I grit my teeth. “Don’t start.”

He pushes off the wall, circling me like a predator. “Married, huh? Thought you’d never go that far. Guess even you figured a ring might distract people from what a mess you are.”

My fists curl, nails digging into my palms. “Say that again.”

He grins wider, eyes glittering with that devilish warmth. “I pity her. The poor girl has no idea what she’s getting into. You’ve probably already lied your way through half the engagement.”

It’s like a matchstick striking a matchbox, igniting a fire inside me. Heat floods my chest. I want to deck him. Right here, right now.

Coach’s whistle fills the air, breaking the tension between us. “Enough.” His voice booms, eyes scanning the locker room.

Then his gaze narrows in on me. “Pour some water on that hothead, Gray. Don’t test my patience today.”

I open my mouth, but the warning in his eyes kills whatever comeback I had.

Jack smirks, satisfied.

I’m left fuming and wondering why I’m always the one caught in the crosshairs. Jack is never dealt a blow, it’s always me.

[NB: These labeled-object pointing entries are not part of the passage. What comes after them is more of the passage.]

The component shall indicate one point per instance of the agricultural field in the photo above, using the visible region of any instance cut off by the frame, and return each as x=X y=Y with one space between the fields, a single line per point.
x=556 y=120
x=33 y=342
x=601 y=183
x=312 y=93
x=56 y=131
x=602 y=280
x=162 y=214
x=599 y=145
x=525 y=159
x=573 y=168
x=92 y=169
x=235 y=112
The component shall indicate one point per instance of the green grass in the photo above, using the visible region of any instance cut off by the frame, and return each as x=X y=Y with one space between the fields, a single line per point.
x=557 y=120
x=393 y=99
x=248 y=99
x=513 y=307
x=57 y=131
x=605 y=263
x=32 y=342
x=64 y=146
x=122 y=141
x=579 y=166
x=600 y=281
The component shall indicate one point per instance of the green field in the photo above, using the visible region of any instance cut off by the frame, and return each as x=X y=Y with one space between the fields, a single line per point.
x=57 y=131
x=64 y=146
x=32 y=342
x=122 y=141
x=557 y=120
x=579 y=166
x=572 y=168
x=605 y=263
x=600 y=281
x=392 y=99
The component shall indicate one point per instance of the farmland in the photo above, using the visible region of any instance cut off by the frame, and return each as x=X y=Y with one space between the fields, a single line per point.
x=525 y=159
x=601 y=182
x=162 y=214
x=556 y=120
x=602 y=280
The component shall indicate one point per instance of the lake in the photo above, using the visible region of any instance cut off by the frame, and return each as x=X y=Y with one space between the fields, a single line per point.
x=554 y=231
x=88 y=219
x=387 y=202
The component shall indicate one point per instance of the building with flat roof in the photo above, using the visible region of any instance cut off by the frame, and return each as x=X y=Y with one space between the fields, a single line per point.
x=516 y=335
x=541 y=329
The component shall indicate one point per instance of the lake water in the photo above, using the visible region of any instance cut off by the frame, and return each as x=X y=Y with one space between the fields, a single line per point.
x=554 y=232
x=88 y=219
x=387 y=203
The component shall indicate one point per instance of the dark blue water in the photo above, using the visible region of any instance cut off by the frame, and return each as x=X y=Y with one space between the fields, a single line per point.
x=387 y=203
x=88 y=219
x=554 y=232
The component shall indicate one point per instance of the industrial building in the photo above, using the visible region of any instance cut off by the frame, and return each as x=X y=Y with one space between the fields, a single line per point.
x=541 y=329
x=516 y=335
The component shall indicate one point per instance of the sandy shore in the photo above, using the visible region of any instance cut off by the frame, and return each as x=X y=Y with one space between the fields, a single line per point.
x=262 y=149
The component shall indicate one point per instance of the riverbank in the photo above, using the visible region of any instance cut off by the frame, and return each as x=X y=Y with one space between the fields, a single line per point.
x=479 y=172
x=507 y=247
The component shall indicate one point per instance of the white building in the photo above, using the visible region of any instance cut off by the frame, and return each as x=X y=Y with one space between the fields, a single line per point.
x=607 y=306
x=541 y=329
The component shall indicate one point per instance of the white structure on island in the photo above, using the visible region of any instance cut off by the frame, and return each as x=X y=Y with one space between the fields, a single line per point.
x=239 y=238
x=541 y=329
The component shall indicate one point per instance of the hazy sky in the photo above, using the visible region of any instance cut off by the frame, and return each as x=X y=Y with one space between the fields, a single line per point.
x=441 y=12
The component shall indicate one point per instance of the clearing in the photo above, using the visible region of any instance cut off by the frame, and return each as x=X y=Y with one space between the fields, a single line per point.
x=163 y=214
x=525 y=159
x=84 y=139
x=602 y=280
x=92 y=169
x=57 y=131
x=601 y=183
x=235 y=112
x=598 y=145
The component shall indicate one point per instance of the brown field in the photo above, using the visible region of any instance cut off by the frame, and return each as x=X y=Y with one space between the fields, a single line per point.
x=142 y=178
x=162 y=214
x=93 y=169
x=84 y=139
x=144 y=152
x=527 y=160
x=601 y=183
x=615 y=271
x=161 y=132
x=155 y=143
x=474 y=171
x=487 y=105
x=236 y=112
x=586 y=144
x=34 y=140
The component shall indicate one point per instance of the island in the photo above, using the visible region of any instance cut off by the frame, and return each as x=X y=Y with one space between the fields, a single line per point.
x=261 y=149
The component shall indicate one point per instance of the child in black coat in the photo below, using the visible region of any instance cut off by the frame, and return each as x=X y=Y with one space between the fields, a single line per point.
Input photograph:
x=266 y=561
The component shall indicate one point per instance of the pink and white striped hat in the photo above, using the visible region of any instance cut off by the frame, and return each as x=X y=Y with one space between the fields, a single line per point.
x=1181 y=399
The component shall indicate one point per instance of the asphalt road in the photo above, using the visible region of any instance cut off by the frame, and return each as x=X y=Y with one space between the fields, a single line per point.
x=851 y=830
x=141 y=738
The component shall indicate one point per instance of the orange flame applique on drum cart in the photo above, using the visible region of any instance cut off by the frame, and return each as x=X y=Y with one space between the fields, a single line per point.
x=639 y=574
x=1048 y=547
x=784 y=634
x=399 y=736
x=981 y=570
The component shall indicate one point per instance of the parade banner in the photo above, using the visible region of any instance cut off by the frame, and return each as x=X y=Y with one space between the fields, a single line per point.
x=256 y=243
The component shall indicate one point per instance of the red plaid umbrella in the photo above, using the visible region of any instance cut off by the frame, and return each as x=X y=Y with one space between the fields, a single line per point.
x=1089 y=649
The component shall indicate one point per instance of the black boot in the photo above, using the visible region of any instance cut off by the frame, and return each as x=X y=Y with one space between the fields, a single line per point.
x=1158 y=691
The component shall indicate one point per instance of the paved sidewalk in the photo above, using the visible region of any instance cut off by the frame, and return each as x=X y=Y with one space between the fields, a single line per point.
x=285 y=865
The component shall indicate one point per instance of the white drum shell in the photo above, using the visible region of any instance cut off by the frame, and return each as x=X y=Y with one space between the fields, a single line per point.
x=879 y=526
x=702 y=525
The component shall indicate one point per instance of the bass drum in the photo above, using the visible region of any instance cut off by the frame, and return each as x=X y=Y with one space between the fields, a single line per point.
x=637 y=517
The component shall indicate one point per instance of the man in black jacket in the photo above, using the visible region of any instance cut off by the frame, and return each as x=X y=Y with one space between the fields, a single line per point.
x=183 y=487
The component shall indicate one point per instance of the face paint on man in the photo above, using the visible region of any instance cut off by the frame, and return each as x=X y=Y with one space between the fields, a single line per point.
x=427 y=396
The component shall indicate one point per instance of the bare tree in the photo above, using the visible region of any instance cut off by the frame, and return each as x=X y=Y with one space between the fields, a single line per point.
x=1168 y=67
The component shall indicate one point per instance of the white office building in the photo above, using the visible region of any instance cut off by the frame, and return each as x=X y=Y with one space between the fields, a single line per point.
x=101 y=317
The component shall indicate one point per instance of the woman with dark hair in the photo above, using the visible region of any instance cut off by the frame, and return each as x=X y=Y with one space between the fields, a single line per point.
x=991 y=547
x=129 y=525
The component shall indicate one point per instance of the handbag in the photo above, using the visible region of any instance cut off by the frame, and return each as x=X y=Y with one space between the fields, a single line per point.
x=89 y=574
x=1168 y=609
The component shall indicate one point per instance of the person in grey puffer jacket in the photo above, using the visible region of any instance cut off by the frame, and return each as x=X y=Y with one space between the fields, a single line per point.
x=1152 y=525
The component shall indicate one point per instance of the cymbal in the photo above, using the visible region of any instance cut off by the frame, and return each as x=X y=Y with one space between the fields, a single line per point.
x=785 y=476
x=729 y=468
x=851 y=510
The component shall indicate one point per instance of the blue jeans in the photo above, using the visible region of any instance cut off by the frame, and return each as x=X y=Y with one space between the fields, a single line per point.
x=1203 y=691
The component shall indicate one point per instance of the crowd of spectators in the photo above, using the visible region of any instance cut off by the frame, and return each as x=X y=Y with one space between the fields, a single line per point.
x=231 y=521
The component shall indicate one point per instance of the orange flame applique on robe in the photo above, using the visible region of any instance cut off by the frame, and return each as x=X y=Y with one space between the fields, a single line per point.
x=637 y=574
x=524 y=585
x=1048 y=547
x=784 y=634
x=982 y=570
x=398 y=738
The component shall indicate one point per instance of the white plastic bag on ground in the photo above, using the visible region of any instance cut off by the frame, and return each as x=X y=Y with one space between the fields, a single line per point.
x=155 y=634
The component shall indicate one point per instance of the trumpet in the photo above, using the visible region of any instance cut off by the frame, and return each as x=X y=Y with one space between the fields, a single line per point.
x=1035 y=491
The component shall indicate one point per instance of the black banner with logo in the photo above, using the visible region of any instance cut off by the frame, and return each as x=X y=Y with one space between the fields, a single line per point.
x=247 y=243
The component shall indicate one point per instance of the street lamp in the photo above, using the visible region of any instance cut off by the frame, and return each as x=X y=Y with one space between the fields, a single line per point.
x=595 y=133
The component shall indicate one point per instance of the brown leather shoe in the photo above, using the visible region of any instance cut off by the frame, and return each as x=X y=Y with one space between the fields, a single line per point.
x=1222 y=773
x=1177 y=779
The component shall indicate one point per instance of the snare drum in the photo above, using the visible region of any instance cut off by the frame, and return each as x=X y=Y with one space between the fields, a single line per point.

I slam my locker shut harder than I mean to, ignoring the sting in my knuckles.

The semi-final lap of practice helps me blow off steam, at least for a while but when it’s over, I’m left with that familiar hollow feeling in my chest.

I dress in a hurry, eager to go back for the final lap.

I grab my skates and pause. They look the same, but when I run my fingers along the inside, something feels off.

The padding feels wrong, like it’s been messed with.

I slide my foot in anyway, lacing up quickly, and the difference is as clear as day.

It’s like standing on someone else’s feet.

“What the hell,” I mutter, tugging the laces loose. My pulse races because there’s no time. The final practice starts soon, and I can’t exactly waltz in late, complaining about my damn shoes. Options flood my head but none sound appealing. If I complain to the coach, he’ll think I’m making excuses.

I stare at the skates wondering who the hell is messing with my shit.